You know how sometimes you just randomly think of something, or make a connection between two things that you never thought of before? Well, that happened to me the other day.

I was working at my desk when I looked up at my vision board, and noticed one of the pictures I had stuck on at the beginning of the year. It read:

“Sooner or later in our lives we must all face our own Kobayashi Maru test.”

The ‘Kobayashi Maru test’ refers to the test of the same name from the Star Trek universe. It is a simulated test that all officers training at Starfleet Command must undertake to complete their training. The test involves the cadet taking command of a starship, the mission being to rescue the civilian vessel Kobayashi Maru, which is located in the Klingon Neutral Zone.
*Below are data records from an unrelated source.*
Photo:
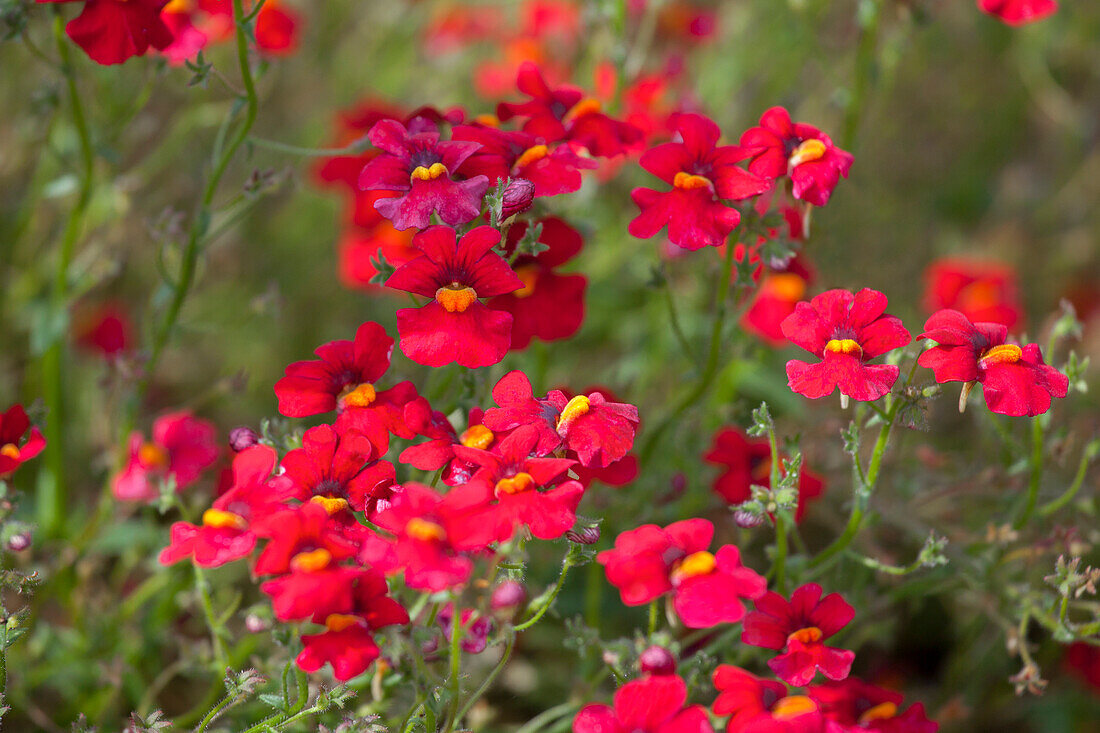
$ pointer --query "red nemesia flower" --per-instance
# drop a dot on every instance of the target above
(565, 113)
(13, 450)
(747, 461)
(983, 292)
(549, 306)
(1019, 12)
(846, 331)
(337, 471)
(226, 533)
(650, 704)
(760, 706)
(508, 482)
(112, 31)
(182, 448)
(702, 175)
(801, 626)
(348, 643)
(1014, 380)
(419, 166)
(650, 561)
(455, 325)
(600, 431)
(807, 155)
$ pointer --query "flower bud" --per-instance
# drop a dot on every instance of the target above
(517, 198)
(242, 438)
(657, 660)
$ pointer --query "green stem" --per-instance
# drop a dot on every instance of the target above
(52, 488)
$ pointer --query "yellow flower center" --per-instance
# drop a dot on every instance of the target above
(418, 528)
(532, 154)
(516, 484)
(845, 346)
(806, 152)
(455, 298)
(688, 182)
(1005, 353)
(222, 520)
(311, 561)
(430, 173)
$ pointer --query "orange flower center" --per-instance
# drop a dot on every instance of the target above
(1005, 353)
(430, 173)
(881, 711)
(532, 154)
(516, 484)
(806, 152)
(340, 621)
(418, 528)
(476, 436)
(845, 346)
(455, 297)
(694, 565)
(807, 635)
(688, 182)
(222, 520)
(586, 106)
(331, 504)
(792, 707)
(311, 561)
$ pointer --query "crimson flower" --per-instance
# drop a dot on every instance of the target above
(747, 461)
(801, 626)
(226, 533)
(707, 588)
(13, 450)
(651, 704)
(845, 330)
(419, 166)
(112, 31)
(182, 448)
(1019, 12)
(600, 431)
(703, 175)
(455, 325)
(807, 155)
(549, 306)
(1014, 380)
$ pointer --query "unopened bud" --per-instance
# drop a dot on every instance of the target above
(657, 660)
(517, 198)
(242, 438)
(584, 536)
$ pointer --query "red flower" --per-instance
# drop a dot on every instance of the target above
(846, 331)
(337, 471)
(600, 431)
(13, 426)
(748, 461)
(182, 448)
(112, 31)
(981, 291)
(419, 166)
(226, 533)
(1019, 12)
(455, 325)
(508, 482)
(760, 706)
(649, 561)
(650, 704)
(1014, 380)
(807, 155)
(565, 113)
(549, 305)
(801, 626)
(703, 175)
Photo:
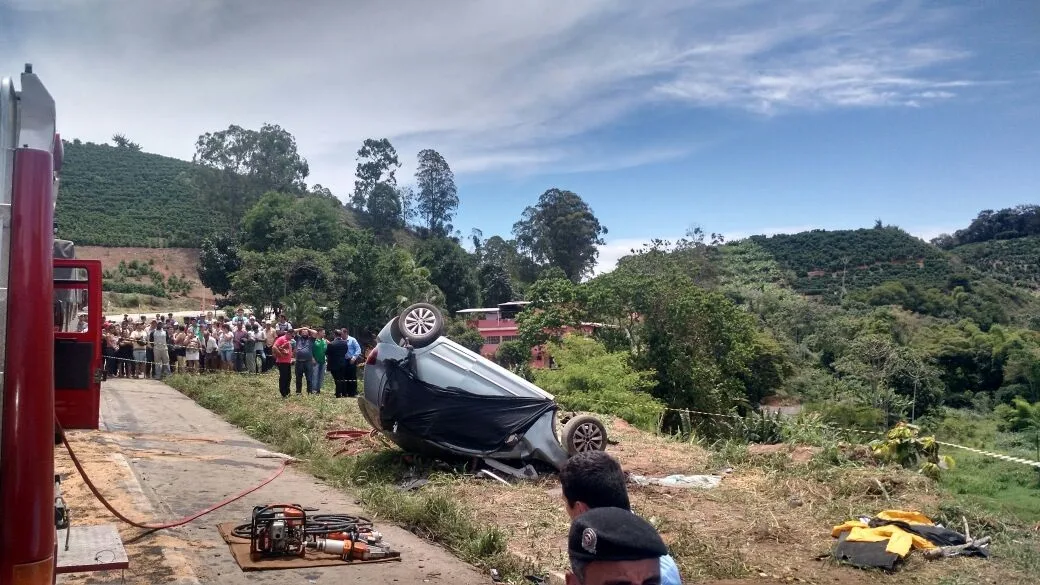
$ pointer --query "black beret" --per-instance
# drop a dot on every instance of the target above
(613, 534)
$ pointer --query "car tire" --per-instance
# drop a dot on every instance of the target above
(583, 433)
(421, 324)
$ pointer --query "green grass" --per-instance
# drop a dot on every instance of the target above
(297, 426)
(1002, 497)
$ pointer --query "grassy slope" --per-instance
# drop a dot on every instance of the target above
(747, 526)
(118, 197)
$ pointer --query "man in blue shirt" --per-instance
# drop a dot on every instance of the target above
(593, 480)
(305, 359)
(351, 372)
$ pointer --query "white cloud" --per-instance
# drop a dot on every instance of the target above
(512, 86)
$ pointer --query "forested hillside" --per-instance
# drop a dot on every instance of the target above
(1011, 261)
(120, 196)
(824, 261)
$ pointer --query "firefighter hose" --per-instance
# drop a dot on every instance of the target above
(153, 527)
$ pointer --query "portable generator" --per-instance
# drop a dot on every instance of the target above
(278, 530)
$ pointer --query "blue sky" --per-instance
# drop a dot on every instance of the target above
(739, 116)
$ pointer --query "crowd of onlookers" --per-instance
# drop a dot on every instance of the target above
(607, 543)
(158, 347)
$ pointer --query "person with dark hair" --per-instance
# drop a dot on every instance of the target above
(614, 547)
(594, 480)
(351, 369)
(336, 358)
(284, 358)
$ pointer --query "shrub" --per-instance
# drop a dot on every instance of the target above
(589, 378)
(903, 446)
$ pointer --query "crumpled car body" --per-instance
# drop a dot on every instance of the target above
(444, 400)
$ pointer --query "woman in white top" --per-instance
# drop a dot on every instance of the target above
(191, 353)
(212, 362)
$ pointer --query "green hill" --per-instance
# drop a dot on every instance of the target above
(1011, 261)
(120, 197)
(986, 282)
(821, 261)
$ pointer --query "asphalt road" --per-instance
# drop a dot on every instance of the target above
(186, 458)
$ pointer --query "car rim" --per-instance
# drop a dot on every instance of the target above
(419, 322)
(588, 437)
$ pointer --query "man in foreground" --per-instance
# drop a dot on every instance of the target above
(593, 480)
(614, 547)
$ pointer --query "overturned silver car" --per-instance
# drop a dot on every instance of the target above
(432, 396)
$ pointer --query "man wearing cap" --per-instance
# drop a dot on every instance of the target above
(593, 480)
(614, 547)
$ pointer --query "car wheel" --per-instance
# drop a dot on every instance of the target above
(583, 433)
(420, 324)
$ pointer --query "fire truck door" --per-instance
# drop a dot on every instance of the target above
(77, 342)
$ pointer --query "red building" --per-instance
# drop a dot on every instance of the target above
(498, 325)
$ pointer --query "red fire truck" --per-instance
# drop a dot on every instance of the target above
(45, 373)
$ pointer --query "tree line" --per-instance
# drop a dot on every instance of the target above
(285, 245)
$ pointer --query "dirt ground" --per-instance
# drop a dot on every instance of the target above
(154, 557)
(769, 522)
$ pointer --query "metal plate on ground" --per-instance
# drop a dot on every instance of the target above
(92, 548)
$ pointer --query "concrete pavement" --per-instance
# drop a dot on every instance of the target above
(186, 458)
If a Starfleet ship enters this neutral zone, a full space battle will commence. The purpose of the test, to quote Spock in 2009’s Star Trek film, is to “experience fear, fear in the face of certain death. To accept that fear, and maintain control of oneself and one’s crew”. Consequently, when trying to rescue the ship, the simulation turns into an absolute no win scenario. Unless of course you are James T. Kirk.

In life, there are always going to be no-win scenarios. Sometimes, no matter what decision we make, there are negative consequences to our actions. Either way, we will lose someone or something will suffer. These scenarios challenge us greatly, but teach us that not all things will work out the way you planned. I think learning this is one of life’s most important lessons, as it happens in everyone’s lives at some point. Not all decisions and paths will turn out great.
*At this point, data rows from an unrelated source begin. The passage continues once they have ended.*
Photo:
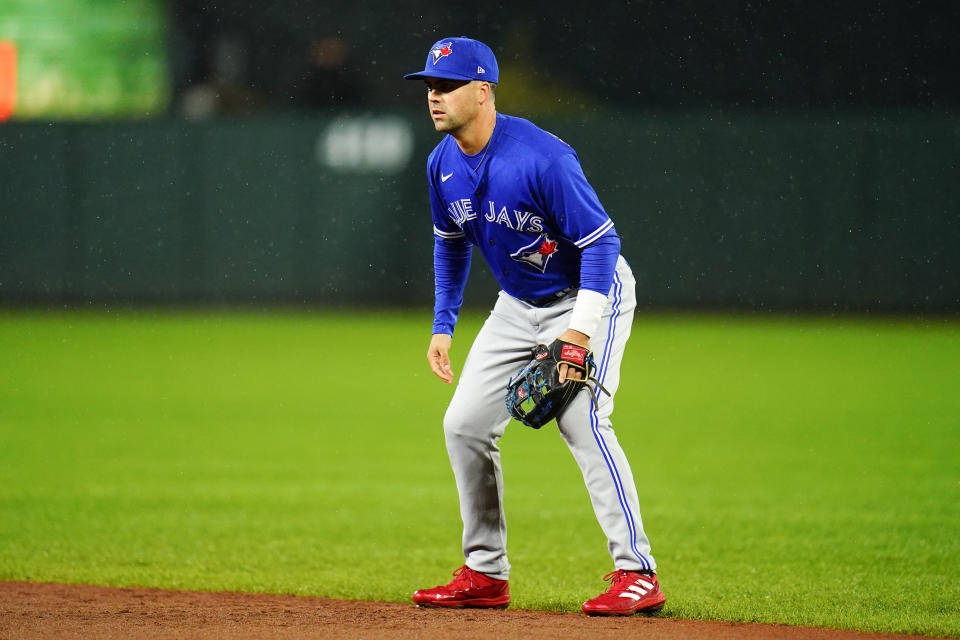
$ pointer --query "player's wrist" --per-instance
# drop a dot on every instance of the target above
(587, 312)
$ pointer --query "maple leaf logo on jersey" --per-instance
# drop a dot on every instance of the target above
(441, 51)
(537, 254)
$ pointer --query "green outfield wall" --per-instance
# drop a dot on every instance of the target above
(811, 211)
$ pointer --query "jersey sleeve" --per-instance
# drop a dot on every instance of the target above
(572, 202)
(443, 226)
(451, 266)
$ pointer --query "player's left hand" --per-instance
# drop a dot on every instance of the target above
(579, 339)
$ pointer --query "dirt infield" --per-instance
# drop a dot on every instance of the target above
(43, 610)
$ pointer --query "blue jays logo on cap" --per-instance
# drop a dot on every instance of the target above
(440, 51)
(459, 59)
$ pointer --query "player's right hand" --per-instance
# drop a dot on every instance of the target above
(438, 355)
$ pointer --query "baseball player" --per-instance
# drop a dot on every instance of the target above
(519, 194)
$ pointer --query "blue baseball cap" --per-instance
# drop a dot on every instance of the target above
(459, 59)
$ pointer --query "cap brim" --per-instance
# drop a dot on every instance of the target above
(445, 75)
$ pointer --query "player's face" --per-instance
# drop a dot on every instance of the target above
(452, 103)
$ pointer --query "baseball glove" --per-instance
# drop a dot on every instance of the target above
(535, 395)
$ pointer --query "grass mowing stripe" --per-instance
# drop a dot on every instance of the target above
(790, 470)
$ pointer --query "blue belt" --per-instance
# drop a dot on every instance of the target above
(546, 301)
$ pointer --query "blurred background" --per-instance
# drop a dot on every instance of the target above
(788, 156)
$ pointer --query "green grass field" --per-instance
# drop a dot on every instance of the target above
(794, 470)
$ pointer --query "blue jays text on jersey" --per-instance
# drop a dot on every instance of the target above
(524, 201)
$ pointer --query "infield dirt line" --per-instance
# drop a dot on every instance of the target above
(45, 610)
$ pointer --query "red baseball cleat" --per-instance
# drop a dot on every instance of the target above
(469, 588)
(629, 593)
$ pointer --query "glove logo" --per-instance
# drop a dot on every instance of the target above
(441, 51)
(573, 353)
(537, 254)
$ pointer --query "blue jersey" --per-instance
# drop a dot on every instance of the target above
(524, 202)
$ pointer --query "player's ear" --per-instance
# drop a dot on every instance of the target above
(486, 91)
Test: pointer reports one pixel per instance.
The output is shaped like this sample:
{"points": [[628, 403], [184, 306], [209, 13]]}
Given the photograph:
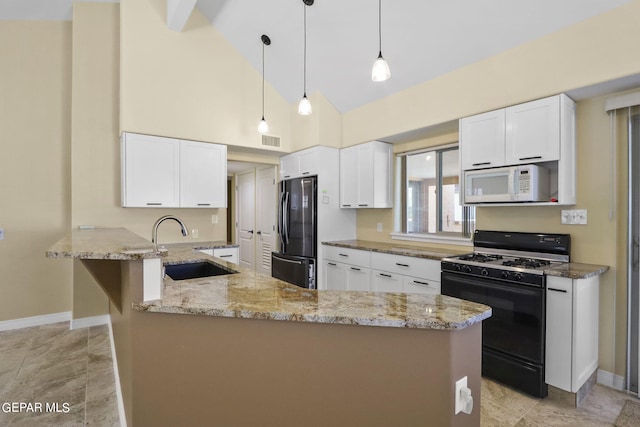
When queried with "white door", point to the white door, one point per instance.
{"points": [[246, 189], [266, 197]]}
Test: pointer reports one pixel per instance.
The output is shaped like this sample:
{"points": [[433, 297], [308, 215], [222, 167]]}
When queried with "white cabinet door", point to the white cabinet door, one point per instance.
{"points": [[150, 171], [358, 278], [203, 175], [482, 140], [559, 332], [383, 281], [365, 175], [533, 131], [349, 177], [414, 285], [334, 276]]}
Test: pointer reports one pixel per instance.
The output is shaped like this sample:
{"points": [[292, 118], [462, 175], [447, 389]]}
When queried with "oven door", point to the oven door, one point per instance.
{"points": [[517, 324]]}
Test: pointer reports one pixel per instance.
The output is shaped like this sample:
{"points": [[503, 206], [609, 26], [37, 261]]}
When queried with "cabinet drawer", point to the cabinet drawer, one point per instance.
{"points": [[419, 268], [420, 286], [348, 256], [383, 281]]}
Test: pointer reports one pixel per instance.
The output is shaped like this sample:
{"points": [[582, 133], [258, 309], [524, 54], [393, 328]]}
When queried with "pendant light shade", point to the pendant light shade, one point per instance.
{"points": [[380, 71], [263, 127], [304, 107]]}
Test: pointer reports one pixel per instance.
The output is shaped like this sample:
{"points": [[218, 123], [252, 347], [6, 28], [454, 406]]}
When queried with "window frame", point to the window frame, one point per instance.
{"points": [[446, 237]]}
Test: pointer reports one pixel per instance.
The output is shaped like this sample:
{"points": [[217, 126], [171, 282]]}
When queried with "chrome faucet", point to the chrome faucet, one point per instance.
{"points": [[154, 234]]}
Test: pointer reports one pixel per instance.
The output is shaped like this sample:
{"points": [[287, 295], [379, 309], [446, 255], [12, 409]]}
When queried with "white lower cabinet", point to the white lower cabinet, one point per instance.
{"points": [[572, 331], [358, 278], [383, 281], [334, 275], [350, 269], [413, 285]]}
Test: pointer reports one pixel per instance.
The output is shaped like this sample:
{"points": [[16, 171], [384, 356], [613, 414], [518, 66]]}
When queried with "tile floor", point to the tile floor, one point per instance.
{"points": [[52, 364]]}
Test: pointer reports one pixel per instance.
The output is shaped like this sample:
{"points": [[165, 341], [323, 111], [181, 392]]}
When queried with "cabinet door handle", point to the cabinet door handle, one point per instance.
{"points": [[531, 158]]}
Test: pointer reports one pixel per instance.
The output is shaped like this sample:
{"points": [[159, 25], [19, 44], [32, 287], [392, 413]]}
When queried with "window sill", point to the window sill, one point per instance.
{"points": [[428, 238]]}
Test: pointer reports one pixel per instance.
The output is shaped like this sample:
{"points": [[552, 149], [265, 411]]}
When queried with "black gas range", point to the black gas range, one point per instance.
{"points": [[506, 272]]}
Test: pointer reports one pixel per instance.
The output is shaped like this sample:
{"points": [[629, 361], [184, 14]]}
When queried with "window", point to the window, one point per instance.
{"points": [[430, 191]]}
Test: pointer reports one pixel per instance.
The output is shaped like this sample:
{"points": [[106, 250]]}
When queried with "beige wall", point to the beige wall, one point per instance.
{"points": [[590, 52], [35, 83]]}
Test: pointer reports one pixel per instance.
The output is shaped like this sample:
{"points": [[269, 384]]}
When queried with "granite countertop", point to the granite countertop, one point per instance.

But maybe you can make these work out, or manipulate them, like Kirk (well, maybe not exactly like Kirk. Don’t cheat on tests people!). Just because a path seems unwinnable, or laced with negative consequences, doesn’t mean it will necessarily turn out bad in the end. Maybe you needed to lose these things or people in your life in order to start living your true life, or to become your best self. Maybe you needed time away from a certain career or place to find your true self or your passion in life. So even if initially it seems like a no-win scenario, maybe you will win eventually. Just not in the same way you planned, or conventionally would.

I recently found myself in a no-win scenario, where either way and with each choice I could make there was significant negative consequences. I simply had to choose the one which felt right, or which had the least negative outcomes in my head. I followed my heart and chose a path to go down. And now as I look back at my decision, I realise that maybe this was the best thing for me to do, and that I will come out winning on the other side.

No-win scenarios are a part of life. They happen to everyone. But maybe we can make the most of the decisions we make during these scenarios.

So yes, sooner or later in our lives we will all face our own Kobayashi Maru test. It’s what we do with this test that counts.